Sizing and configuration

  • MaxSessionCount (default 100) caps the concurrent open sessions; size MaxChannelCount (one channel per session) and MaxSubscriptionCount above the target session count.
  • MaxRequestThreadCount caps concurrent request processing. Each session holds one long-polled Publish request that occupies a worker for the duration it waits for notifications, so a server serving N sessions needs more than N request workers or held Publish requests starve other services with BadRequestTimeout. MinRequestThreadCount pre-warms the pool so a connect burst is not throttled by thread-pool cold-start.
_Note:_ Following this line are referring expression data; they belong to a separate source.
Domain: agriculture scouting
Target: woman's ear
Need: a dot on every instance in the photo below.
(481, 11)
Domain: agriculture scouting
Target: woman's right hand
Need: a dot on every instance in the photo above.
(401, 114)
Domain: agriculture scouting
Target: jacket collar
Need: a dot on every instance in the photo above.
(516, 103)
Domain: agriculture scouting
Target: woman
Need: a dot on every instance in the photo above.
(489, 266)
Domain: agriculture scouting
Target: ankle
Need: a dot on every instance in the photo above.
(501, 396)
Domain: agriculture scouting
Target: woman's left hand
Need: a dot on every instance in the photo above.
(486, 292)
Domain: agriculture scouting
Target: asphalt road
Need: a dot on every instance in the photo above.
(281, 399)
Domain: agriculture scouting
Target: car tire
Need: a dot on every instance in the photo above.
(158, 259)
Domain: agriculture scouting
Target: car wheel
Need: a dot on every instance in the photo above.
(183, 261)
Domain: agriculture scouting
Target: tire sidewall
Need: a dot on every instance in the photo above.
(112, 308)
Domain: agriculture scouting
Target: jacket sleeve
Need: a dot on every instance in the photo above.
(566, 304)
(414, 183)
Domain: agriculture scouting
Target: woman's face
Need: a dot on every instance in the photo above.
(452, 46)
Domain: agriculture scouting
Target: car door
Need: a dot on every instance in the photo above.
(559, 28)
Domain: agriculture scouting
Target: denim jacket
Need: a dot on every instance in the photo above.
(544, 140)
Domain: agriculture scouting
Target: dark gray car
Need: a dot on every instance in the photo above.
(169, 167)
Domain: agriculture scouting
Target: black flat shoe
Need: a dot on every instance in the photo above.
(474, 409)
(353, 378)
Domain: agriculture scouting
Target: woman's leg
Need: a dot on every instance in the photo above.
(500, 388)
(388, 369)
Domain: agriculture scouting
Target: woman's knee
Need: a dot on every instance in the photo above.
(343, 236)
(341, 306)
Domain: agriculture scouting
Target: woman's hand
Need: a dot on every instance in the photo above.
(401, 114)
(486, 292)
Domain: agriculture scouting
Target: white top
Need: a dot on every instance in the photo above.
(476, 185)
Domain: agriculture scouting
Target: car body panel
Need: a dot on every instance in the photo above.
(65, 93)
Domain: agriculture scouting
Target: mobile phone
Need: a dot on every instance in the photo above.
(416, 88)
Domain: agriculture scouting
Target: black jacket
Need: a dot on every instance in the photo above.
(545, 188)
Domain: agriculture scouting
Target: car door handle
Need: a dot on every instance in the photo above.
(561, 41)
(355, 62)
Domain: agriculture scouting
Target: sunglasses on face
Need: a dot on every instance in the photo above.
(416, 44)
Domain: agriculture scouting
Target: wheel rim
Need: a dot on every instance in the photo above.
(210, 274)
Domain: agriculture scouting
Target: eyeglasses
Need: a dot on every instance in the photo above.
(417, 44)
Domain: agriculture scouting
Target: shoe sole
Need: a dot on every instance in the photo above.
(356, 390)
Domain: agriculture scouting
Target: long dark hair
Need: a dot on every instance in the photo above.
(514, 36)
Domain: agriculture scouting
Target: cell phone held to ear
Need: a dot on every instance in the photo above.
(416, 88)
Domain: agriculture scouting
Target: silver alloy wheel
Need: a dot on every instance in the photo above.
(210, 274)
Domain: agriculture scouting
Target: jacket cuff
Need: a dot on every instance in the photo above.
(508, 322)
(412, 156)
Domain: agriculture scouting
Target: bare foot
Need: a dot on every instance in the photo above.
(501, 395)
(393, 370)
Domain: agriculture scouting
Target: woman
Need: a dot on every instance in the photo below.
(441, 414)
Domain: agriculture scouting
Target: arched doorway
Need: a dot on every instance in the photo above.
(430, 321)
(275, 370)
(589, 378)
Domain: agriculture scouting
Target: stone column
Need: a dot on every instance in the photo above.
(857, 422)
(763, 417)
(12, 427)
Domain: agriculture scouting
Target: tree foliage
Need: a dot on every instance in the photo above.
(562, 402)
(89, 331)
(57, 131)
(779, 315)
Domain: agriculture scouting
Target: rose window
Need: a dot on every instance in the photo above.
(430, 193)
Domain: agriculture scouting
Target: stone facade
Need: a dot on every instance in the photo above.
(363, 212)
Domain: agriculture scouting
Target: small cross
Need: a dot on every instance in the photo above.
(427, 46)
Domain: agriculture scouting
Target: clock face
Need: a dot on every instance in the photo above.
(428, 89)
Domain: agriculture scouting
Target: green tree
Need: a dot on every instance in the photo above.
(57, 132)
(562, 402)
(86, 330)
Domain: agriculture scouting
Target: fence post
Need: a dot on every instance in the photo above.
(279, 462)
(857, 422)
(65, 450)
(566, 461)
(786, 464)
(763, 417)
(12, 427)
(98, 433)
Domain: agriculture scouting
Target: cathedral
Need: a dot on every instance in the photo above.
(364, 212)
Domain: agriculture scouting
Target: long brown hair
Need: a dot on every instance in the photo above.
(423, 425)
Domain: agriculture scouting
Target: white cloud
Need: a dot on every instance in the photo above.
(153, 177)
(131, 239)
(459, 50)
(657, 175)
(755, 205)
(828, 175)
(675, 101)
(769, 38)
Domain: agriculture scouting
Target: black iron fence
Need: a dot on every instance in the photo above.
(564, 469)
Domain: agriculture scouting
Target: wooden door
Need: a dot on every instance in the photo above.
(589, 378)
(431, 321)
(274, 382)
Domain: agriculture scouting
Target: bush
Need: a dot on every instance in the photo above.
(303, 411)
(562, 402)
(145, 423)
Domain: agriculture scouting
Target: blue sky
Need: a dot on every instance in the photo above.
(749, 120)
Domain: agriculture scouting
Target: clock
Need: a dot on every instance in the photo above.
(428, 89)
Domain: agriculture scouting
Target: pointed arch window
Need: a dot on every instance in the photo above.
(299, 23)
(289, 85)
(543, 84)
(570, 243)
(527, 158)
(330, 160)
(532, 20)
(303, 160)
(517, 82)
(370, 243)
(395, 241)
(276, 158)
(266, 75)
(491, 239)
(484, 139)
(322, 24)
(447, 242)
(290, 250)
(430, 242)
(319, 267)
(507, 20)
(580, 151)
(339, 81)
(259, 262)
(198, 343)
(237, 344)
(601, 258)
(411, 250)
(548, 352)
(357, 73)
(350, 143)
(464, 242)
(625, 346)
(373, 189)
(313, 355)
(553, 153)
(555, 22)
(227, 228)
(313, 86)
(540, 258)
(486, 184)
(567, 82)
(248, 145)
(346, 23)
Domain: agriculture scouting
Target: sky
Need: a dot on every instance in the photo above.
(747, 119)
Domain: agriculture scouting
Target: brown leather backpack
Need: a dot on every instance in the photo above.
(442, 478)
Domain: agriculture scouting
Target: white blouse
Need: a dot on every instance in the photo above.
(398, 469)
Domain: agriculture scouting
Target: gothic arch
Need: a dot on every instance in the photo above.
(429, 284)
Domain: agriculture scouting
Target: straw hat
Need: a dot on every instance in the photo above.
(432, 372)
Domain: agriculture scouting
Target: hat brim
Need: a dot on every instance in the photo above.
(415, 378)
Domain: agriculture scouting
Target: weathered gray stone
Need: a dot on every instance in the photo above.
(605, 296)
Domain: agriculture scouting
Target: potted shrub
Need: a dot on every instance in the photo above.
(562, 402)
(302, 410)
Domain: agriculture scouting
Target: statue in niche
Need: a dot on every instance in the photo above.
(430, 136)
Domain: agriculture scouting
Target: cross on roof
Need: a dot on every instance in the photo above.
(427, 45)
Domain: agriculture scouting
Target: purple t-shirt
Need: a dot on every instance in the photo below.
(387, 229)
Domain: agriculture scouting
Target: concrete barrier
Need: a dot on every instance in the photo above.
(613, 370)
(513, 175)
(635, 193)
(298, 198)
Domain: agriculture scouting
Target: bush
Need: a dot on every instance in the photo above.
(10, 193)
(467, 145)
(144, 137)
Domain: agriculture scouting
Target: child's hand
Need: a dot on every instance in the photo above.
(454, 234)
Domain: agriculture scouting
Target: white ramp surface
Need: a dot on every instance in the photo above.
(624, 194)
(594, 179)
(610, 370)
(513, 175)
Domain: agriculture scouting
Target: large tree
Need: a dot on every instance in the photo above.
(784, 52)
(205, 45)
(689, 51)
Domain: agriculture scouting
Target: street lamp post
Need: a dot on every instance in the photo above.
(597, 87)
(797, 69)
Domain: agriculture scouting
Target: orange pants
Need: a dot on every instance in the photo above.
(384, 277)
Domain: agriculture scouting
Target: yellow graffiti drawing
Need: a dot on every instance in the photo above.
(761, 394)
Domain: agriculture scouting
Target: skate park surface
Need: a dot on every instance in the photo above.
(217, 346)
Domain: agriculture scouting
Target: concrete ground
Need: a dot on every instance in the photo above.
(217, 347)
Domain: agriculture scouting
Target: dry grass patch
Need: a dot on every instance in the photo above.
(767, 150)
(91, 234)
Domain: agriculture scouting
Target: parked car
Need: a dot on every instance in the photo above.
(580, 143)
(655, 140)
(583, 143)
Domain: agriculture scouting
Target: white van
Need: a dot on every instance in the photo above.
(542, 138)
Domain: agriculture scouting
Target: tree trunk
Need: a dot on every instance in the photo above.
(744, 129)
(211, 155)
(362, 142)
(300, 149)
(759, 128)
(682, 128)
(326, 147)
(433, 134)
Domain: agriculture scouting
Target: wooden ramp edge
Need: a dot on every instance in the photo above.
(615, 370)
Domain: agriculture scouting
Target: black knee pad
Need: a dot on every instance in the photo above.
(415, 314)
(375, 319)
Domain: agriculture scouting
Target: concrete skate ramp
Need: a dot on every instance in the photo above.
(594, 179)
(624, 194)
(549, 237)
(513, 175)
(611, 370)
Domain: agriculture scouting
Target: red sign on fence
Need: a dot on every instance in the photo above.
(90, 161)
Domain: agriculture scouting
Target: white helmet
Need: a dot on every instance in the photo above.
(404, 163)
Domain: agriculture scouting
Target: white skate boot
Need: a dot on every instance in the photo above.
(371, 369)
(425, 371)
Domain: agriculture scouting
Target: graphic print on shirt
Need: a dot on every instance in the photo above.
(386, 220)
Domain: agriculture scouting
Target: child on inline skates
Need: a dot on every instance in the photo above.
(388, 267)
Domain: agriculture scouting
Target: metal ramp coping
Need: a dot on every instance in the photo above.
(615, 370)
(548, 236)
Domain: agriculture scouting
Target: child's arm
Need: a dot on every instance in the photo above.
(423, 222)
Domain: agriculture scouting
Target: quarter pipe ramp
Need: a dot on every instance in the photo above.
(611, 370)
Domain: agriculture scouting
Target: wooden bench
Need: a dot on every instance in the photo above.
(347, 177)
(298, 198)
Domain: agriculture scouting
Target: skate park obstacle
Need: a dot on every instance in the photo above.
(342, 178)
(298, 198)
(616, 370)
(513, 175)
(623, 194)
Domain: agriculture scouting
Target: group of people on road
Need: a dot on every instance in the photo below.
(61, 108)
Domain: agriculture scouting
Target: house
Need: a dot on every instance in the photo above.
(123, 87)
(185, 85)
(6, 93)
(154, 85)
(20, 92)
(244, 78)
  • MaxFailedAuthenticationAttempts (default 5; 0 disables) is the brute-force lockout threshold, keyed per client certificate. A single-certificate client that opens many sessions can trip it on transient handshake failures, after which further sessions are rejected with BadUserAccessDenied; disable or raise it for such clients.
  • Session establishment is CPU-bound (RSA handshakes) but parallelizes across cores; throttle/stagger concurrent connects and scale cores for bulk connection throughput.

A full macro benchmark that produces a capability matrix (sessions × subscriptions × items against CPU/memory) across configurations is planned as follow-up work.